Partager la publication "Cisjordanie : le nouveau cœur de la lutte anti-impérialiste en Palestine"
NDLR : Cet article a été écrit avant la reprise des bombardements à Gaza et au Liban. Les auteurs considérent cependant que l’opération actuelle en Cisjordanie a toujours une place centrale.
La Cause du Peuple, 28 mars 2025. Peu après le cessez-le-feu à Gaza, l’armée israélienne a annoncé l’opération militaire « mur de fer ». Cette offensive de grande ampleur vise à éradiquer les camps de réfugiés de Jénine et de Tulkarem. La raison est bien simple : c’est là que se situe le cœur de la Résistance.
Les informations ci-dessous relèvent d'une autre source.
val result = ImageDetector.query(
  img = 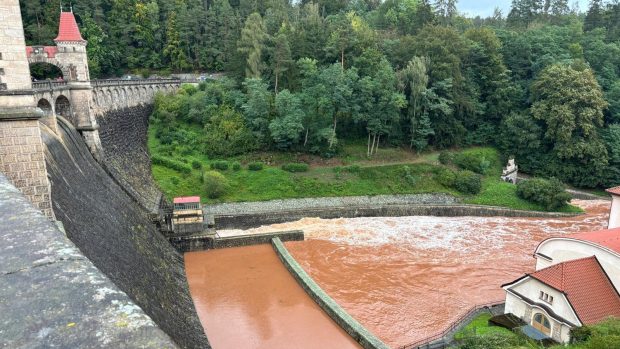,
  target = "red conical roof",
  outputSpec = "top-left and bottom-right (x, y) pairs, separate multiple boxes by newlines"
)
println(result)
(54, 12), (85, 41)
Décembre 2025 : Jénine se mobilise contre le siège de son camp et en soutien à sa population et aux combattants de la résistance, pris pour cible par l’Autorité palestinienne à la demande d’Israël.
L’annonce du cessez-le-feu à Gaza a été une immense victoire de la Résistance. Les scènes de liesse dans les rues de Gaza, mais aussi de Ramallah, Jénine, Tulkarem ou Naplouse contrastaient avec les mines défaites du gouvernement israélien battu. Déjà, l’ancien chef adjoint du Mossad, Ram Ben-Barak, lors d’une interview à la radio publique israélienne le 18 mai 2024 déclarait : « Cette guerre n’a pas d’objectif clair, et il est évident que nous sommes en train de la perdre. » Le cessez-le-feu a prouvé la justesse des paroles de Georges Abdallah en février 2024 : « Gaza ne portera jamais le drapeau blanc de la capitulation. Ni les sionistes, ni aucune autre criminelle force ne réussiront jamais à briser la volonté de la résistance à Gaza.» La victoire politique de la Résistance est totale. Le niveau d’unité à Gaza est très haut, les masses populaires ont fait rempart pour protéger leurs brigades armées, et sont toujours plus liées aux combattants. Tout cela a été clair avec le plan des généraux, qui a été un échec total dû au refus des masses palestinienne de quitter Jabalia. Les déclarations de Trump « à long terme » ne sont qu’un effet d’annonce pour montrer à ses partisans qu’il garde une ligne de marche à la guerre.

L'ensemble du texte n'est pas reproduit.